Considering point of the form $(2(1+2k)/q,2(1+2l)/q)$ with $k,l\in\mathbb{Z}$ and $q$ odd we obviously have a point of color one within $2/q$ distance, both $x$-wise and $y$-wise, from any point in the plane. Letting $q$ tend to infinity, and arguing in a similar manner for the other colors, it's clear that $1)$ is satisfied.

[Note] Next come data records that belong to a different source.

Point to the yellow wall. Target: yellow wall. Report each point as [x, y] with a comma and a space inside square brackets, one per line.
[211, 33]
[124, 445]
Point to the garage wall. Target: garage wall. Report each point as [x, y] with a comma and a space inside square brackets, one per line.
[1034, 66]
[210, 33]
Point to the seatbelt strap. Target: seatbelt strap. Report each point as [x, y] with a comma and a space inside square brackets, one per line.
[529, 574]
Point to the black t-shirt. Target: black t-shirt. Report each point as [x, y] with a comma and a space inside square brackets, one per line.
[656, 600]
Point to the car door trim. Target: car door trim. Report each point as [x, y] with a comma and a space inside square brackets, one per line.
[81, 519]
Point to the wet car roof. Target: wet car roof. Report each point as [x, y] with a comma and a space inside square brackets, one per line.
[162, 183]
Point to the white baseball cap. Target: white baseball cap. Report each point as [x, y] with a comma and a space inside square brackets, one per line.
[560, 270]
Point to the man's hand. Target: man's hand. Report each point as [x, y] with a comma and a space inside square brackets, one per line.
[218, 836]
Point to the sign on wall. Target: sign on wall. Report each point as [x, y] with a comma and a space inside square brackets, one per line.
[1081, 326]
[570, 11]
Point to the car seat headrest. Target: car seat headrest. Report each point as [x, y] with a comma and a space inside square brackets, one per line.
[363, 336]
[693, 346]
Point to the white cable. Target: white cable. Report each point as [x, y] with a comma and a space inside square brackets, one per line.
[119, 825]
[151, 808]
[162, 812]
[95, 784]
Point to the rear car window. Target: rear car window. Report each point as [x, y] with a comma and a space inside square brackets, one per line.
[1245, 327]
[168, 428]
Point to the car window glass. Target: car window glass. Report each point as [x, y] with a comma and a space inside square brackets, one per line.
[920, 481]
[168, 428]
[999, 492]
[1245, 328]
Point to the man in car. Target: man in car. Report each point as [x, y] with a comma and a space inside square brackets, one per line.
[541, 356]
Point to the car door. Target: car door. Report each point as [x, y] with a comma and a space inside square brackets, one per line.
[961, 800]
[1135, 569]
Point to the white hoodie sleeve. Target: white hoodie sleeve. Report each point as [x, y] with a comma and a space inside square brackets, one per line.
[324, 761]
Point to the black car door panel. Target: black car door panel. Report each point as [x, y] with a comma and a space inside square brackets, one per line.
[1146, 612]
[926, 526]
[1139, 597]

Suppose that we have some points $(x_1,y_1)=(2^a\cdot p_1/q_1, 2^b\cdot p_2/q_2)$ (with $a,b>0$ and $p_i,q_i$ odd, hence of color one),$(x_2,y_2)= (2^c\cdot p_3/q_3, 2^d\cdot p_4/q_4)$(with $c\ge d$,$d\le 0$ and $p_i,q_i$ odd, hence of color two) and $(x_3,y_3)=(2^e\cdot p_5/q_5, 2^f\cdot p_6/q_6)$(with $e<f$, $e\le 0$ and $p_i,q_i$ odd, hence of color three) of different colors that are collinear. Then $$\begin{vmatrix} x_1 & y_1 & 1 \\ x_1 & y_1 & 1 \\ x_3 & y_3 & 1 \end{vmatrix}=0.$$Rationalizing and multiplying with $2^{-d}$ the first row and by $2^{-e}$ the second row, we obtain $$\begin{vmatrix} 2^a\cdot\text{odd} & 2^b\cdot\text{odd} & \text{odd} \\ 2^{c-d}\cdot\text{odd} & \text{odd} & 2^{-d}\cdot\text{odd} \\ \text{odd} & 2^{f-e}\cdot\text{odd} & 2^{-e}\cdot\text{odd} \end{vmatrix}=0.$$Mod $2$ this cleans out as $$\begin{vmatrix} 0 & 0 & 1\\ x & 1 & y \\ 1 & 0 & z \end{vmatrix}=0,$$which by expansion along the first row becomes $$\begin{vmatrix} x & 1 \\ 1 & 0 \end{vmatrix}=0.$$But this last determinant is equal to $-1\neq 0$, a contradiction!